Medyen halkıyla ve Şuayb’la ilgili bilgileri özetlersek:
- Şuayb resuldür. Ona iman eden ve onun liderliğinde hareket eden organize bir topluluğun başkanıdır. Korumaları vardır. Medyen halkı onun korumalarından çekinmektedirler.
- Medyen halkında ticari hileler rutin hale gelmiştir. Ödenen miktarda, teslim edilen malda azaltmalar yapmak doğru olarak görülmektedir. Şuayb ve topluluğu ise bu hileleri yapmadan ticaret yapıyorlardı. Bunu da iyi bir rızıkla rızıklandırıldığını ifade etmesinden anlıyoruz. Kavmi ise onun yanlış olduğunu söylerken Şuayb da kavminin yanlış olduğunu söylemektedir. Şuayb’ın salatı toplantılarıdır. Toplantılarda alınan kararlar ticari hileleri yapmayı yasaklamakta ve Şuayb’a gönderilene iman edenler bu yasaklara uymaktadırlar. Ayetlerde Şuayb onların amelleri ile kendi amelini ayırarak onların hilelerini yapmadığını ifade etmektedir.

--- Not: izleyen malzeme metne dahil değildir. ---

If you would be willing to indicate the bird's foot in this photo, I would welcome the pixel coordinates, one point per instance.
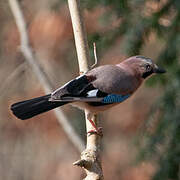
(97, 131)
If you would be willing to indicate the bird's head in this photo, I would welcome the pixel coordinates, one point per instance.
(143, 66)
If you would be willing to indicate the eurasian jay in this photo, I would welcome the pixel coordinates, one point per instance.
(97, 90)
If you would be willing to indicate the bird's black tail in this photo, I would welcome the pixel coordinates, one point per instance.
(29, 108)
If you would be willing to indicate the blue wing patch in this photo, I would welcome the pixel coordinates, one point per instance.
(114, 98)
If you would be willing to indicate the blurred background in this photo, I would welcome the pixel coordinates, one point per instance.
(141, 136)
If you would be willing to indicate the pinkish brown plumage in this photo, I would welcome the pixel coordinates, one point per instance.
(97, 90)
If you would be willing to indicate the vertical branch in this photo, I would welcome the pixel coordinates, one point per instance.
(90, 157)
(38, 71)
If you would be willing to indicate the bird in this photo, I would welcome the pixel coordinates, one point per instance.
(97, 90)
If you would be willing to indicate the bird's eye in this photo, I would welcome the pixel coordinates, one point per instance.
(148, 67)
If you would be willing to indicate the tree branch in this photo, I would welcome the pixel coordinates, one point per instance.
(38, 71)
(90, 157)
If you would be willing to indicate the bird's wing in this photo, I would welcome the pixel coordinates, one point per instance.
(78, 89)
(82, 89)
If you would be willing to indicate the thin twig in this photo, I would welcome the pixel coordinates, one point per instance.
(10, 78)
(38, 71)
(90, 157)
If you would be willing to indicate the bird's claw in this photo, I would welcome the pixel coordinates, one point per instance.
(97, 131)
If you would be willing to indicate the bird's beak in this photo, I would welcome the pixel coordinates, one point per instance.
(158, 69)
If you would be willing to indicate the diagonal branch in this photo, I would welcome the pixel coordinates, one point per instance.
(90, 157)
(38, 71)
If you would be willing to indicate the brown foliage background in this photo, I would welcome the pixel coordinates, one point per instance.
(38, 148)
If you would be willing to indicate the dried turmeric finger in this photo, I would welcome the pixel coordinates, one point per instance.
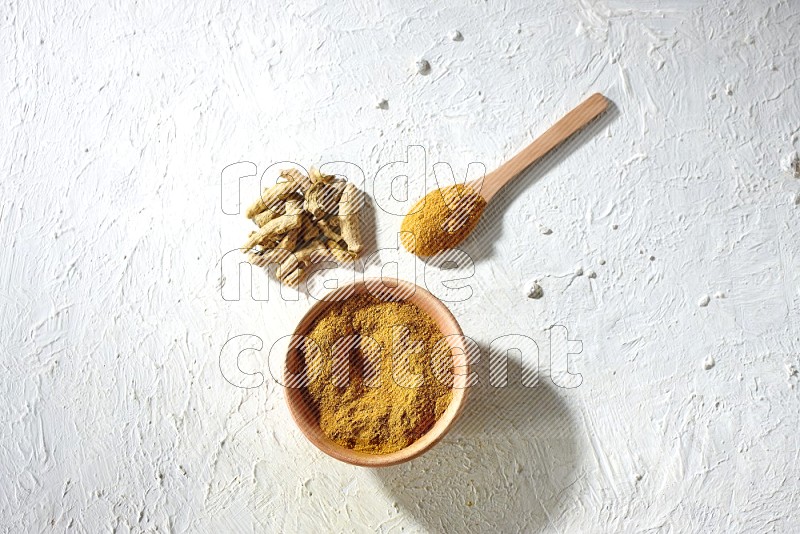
(275, 227)
(297, 177)
(270, 197)
(348, 218)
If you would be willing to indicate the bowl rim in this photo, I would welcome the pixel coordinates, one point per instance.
(455, 336)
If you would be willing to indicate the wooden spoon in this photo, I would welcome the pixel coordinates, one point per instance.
(444, 217)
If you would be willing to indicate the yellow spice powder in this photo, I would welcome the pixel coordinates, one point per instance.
(441, 220)
(388, 417)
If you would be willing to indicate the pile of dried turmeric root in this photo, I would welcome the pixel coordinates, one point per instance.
(304, 220)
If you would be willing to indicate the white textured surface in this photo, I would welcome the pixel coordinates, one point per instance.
(119, 118)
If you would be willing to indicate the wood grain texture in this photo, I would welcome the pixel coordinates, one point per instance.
(569, 124)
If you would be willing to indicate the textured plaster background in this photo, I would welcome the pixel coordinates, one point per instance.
(119, 118)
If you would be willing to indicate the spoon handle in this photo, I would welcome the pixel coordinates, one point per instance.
(570, 123)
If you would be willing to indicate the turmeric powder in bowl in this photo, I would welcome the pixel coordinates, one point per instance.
(441, 220)
(380, 384)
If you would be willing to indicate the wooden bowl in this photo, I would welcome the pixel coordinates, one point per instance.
(305, 416)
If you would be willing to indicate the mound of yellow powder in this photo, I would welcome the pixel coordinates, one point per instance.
(362, 414)
(441, 220)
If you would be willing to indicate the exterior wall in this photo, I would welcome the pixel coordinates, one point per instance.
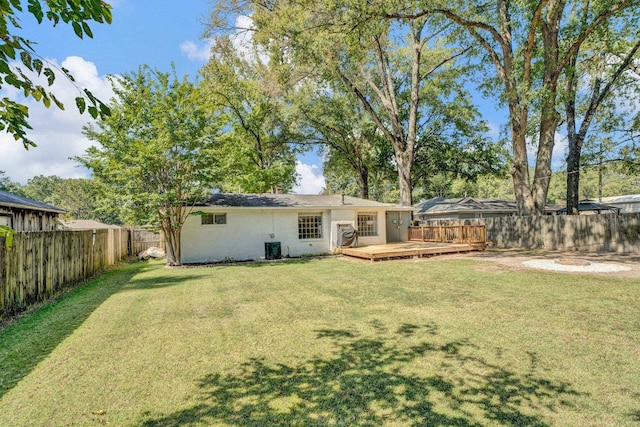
(245, 233)
(626, 207)
(247, 230)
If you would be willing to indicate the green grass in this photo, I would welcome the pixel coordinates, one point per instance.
(328, 342)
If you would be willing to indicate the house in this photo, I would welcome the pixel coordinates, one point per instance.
(440, 208)
(24, 214)
(590, 207)
(627, 204)
(85, 224)
(267, 226)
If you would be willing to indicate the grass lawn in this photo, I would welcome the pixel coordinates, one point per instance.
(328, 342)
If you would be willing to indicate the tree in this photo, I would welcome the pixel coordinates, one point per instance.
(256, 149)
(6, 184)
(391, 67)
(156, 152)
(603, 63)
(82, 198)
(347, 138)
(14, 47)
(530, 45)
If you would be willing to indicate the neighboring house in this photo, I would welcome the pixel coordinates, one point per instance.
(85, 224)
(590, 207)
(24, 214)
(259, 226)
(467, 208)
(627, 204)
(463, 208)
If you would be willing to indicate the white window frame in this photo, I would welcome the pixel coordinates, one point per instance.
(367, 223)
(213, 218)
(310, 226)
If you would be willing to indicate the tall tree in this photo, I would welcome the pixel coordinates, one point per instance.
(385, 64)
(16, 47)
(530, 45)
(257, 146)
(156, 152)
(6, 184)
(348, 140)
(597, 74)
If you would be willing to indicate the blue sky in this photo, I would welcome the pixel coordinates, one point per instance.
(153, 32)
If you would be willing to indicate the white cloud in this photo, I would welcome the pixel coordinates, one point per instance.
(57, 133)
(311, 179)
(195, 52)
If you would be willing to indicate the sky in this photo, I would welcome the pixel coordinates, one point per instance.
(157, 33)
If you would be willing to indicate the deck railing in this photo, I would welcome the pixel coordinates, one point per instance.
(449, 234)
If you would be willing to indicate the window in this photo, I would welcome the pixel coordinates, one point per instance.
(310, 226)
(214, 219)
(367, 224)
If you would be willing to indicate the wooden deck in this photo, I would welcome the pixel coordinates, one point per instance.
(409, 250)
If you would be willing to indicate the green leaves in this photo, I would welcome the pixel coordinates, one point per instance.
(155, 154)
(7, 232)
(14, 116)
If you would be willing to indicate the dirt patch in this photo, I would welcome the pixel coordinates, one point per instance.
(511, 260)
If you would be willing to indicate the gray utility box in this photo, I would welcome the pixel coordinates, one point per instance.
(272, 250)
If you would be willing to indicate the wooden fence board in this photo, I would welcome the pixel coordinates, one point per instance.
(41, 264)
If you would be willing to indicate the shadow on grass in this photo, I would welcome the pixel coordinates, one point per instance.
(31, 338)
(401, 377)
(164, 281)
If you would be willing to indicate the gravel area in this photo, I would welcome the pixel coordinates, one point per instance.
(624, 265)
(592, 267)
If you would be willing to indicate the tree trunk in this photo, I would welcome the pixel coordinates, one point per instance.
(573, 180)
(405, 163)
(363, 178)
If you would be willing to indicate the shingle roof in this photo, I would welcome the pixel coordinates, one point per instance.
(15, 201)
(295, 201)
(85, 224)
(466, 204)
(588, 205)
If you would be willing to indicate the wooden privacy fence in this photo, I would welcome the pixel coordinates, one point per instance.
(588, 233)
(448, 234)
(41, 264)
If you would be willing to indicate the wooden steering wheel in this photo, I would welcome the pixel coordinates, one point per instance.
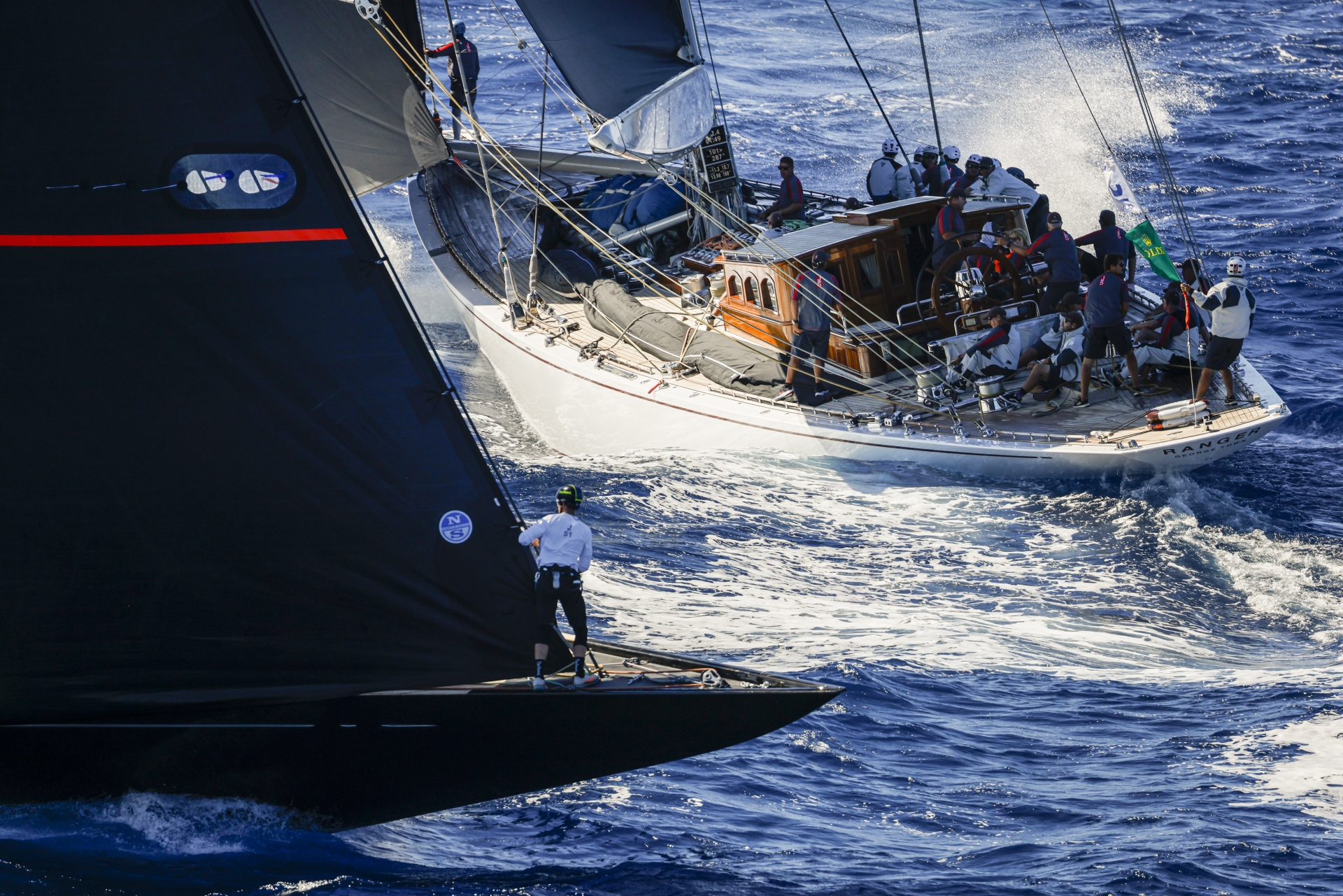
(953, 261)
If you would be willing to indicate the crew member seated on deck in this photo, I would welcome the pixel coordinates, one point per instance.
(1060, 250)
(1053, 338)
(1061, 366)
(1232, 306)
(993, 355)
(566, 546)
(816, 294)
(464, 67)
(1107, 304)
(790, 203)
(1157, 343)
(1108, 239)
(888, 180)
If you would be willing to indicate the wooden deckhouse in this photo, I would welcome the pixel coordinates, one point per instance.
(874, 254)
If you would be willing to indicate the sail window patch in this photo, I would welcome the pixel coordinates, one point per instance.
(234, 182)
(455, 527)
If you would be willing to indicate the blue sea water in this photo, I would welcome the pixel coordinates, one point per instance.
(1119, 687)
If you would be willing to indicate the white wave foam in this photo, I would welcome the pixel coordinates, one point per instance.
(1309, 777)
(190, 825)
(811, 562)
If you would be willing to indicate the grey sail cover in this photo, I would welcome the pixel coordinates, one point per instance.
(611, 51)
(362, 93)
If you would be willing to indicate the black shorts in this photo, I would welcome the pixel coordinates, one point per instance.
(1221, 353)
(1097, 338)
(570, 595)
(813, 346)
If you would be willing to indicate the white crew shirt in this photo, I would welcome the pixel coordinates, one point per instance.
(566, 541)
(1000, 183)
(1230, 305)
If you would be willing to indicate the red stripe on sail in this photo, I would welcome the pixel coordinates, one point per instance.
(172, 239)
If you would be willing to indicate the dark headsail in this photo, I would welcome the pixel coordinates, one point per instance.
(232, 465)
(613, 51)
(362, 93)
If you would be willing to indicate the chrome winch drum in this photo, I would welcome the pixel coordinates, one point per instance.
(990, 390)
(931, 386)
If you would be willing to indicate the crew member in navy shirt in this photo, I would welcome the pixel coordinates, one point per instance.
(1107, 304)
(816, 297)
(1108, 241)
(790, 204)
(947, 229)
(1065, 274)
(464, 67)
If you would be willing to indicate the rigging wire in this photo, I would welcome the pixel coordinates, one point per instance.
(927, 77)
(874, 99)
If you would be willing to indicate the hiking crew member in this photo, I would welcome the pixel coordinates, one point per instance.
(790, 203)
(1048, 375)
(1232, 308)
(566, 544)
(995, 182)
(947, 229)
(464, 67)
(1156, 338)
(1065, 274)
(888, 180)
(993, 355)
(1108, 241)
(1107, 304)
(816, 294)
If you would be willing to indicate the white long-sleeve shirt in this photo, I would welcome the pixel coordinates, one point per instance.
(566, 541)
(1232, 306)
(1000, 183)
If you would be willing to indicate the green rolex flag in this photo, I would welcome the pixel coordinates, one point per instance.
(1150, 248)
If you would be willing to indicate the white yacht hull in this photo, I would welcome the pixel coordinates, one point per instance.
(582, 408)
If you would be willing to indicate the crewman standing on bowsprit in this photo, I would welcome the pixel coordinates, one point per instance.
(566, 544)
(464, 67)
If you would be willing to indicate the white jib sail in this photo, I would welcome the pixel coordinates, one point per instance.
(664, 124)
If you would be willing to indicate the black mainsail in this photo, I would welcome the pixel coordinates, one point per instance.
(252, 546)
(230, 449)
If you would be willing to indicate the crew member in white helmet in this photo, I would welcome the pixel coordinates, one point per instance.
(1232, 308)
(890, 180)
(566, 544)
(948, 172)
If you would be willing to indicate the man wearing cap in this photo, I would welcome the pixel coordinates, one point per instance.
(970, 176)
(464, 67)
(888, 180)
(816, 294)
(1060, 250)
(994, 354)
(566, 553)
(947, 229)
(995, 182)
(1108, 241)
(791, 204)
(1107, 304)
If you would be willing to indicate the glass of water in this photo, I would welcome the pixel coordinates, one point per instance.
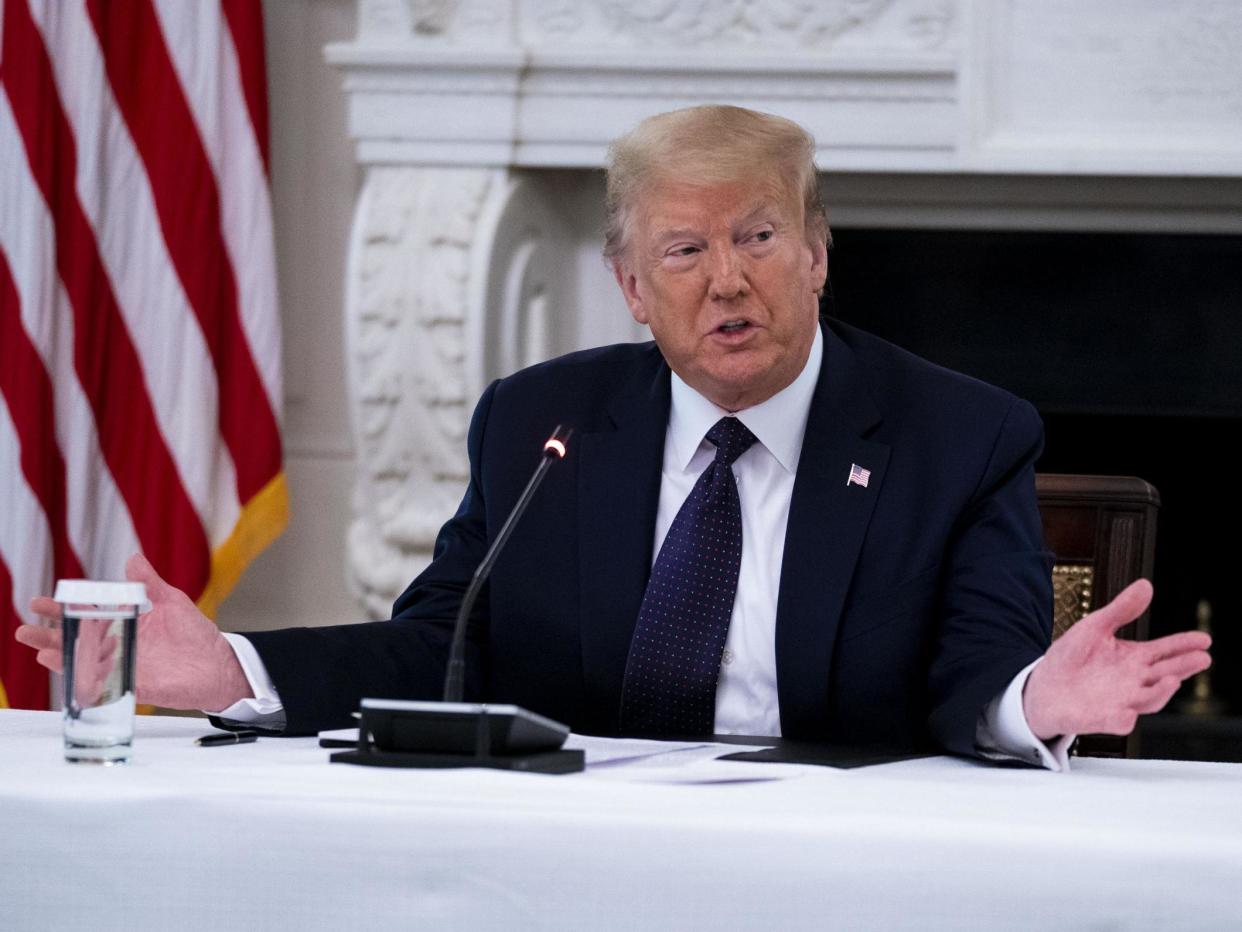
(99, 630)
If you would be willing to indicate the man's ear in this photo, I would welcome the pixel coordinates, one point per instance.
(819, 265)
(629, 285)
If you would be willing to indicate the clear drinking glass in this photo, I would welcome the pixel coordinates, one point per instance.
(99, 628)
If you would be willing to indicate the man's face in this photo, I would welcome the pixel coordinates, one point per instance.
(728, 283)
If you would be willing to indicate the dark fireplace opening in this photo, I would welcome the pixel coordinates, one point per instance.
(1129, 346)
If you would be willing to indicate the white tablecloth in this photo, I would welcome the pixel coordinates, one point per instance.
(271, 836)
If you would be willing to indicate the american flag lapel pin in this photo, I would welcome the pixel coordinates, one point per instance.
(858, 476)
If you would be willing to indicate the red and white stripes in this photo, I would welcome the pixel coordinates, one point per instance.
(139, 341)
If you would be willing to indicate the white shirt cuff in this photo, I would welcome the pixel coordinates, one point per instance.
(266, 708)
(1004, 735)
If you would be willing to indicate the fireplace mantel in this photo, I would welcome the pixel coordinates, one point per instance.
(466, 262)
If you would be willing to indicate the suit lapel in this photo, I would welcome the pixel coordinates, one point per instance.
(827, 522)
(619, 493)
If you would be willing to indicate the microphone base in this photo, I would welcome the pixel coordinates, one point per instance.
(538, 762)
(446, 735)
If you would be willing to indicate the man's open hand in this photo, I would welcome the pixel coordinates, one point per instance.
(1091, 681)
(183, 660)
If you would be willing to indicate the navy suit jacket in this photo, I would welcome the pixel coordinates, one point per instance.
(903, 605)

- Kavmi Şuayb’ın milletleri içine dönmesini istemektedir. Millet demek bugünkü ulus demek değildir. Birinci bâbdan مَلٌّ mastarı yazılı olarak kaydetmesi için sözü birisine nakletmek, kitaptan onun okuması veya hatırlatması için hazırlamak, başkasına işittirmek için yüksek sesle söylemek, sözü açık ve net bir şekilde iletip kitaba yazılmasını sağlamak manasındadır. Bu mastar manasından iletilen söz manasında مِلَّةٌ ıstılahi olarak murad edilen bir iş için dikte edilen yazılı kelam, şeriat ve kurallar ve kuralların uygulanış şekli ve öncekilerden miras kalan düzen manasında “inanç ve kurallar” anlamında isimdir. Kavmin istediği şey Şuayb’ın geçmişten beri uyguladıkları kurallara uyması, onun da ticari hileleri yapmasıdır. Şuayb ise kavim içinde çok yaygın olan bu durumu önleyememekte, kendisinin gücü yettiğince ıslah etmeye çalıştığını söylemektedir.
- Kavmin ileri gelenleri halka seslenmekte, Şuayb’a uyarsa zarar edeceklerini söylemektedirler. Ticari hilelerle kârlarına kâr kattıklarını düşünmekte, Şuayb’ın dürüst ticaretinin zarara neden olacağını söylemektedirler. Sonuçta deprem ile mal varlıklarını kaybetmiş ve zarara uğrayanlar olmuşlardır. Sanki orada hiç zengin olmamış gibi olmuşlardır.
- Allah’ın bakiyyesi kavramı önemlidir. Dürüst ticaretle elde edilen kâr bu şekilde isimlendirilmiştir. Şuayb ve ona uyanlar Allah’ın bakiyyesi ile ticaret yapmaktadırlar ve bununla rızıklanmaktadırlar.
- Kavmi Şuayb’ı kişilik olarak takdir etmektedir. Olgun ve yumuşak huylu olduğunu söylemektedirler. Ancak bu vasfının onlara etki etmediğini söylemiş olmaktadırlar. Despot ve güç sahibi birisi olsaydı onun korkusuyla dediklerini yapacaklardı. Şuayb’ı zayıf olarak görmektedirler. Bugünkü durumu da çok güzel ifade etmektedir. Akevler hep zayıf görülmektedir. Arkasında güçlü oy potansiyeli olmadığı ve çoğunluk demokrasisini benimseyip buna ibadet etmediği için Akevler ciddiye alınmamaktadır. Akevler’deki kişilerin iyi huylu insanlar olmalarına rağmen nasıl böyle akılsızca işler yaptığını söylemektedirler. Mevcut cari sistem içinde başarıları başarı olarak görmekte, Akevler’in akılsızca, saçma sapan işlerle uğraştığını söylemektedirler. Oysa mevcut sistem çökmektedir ve bu sistem içinde başarılı olduklarını düşünenler, malları biriktirenler zararlara uğrayacaklardır.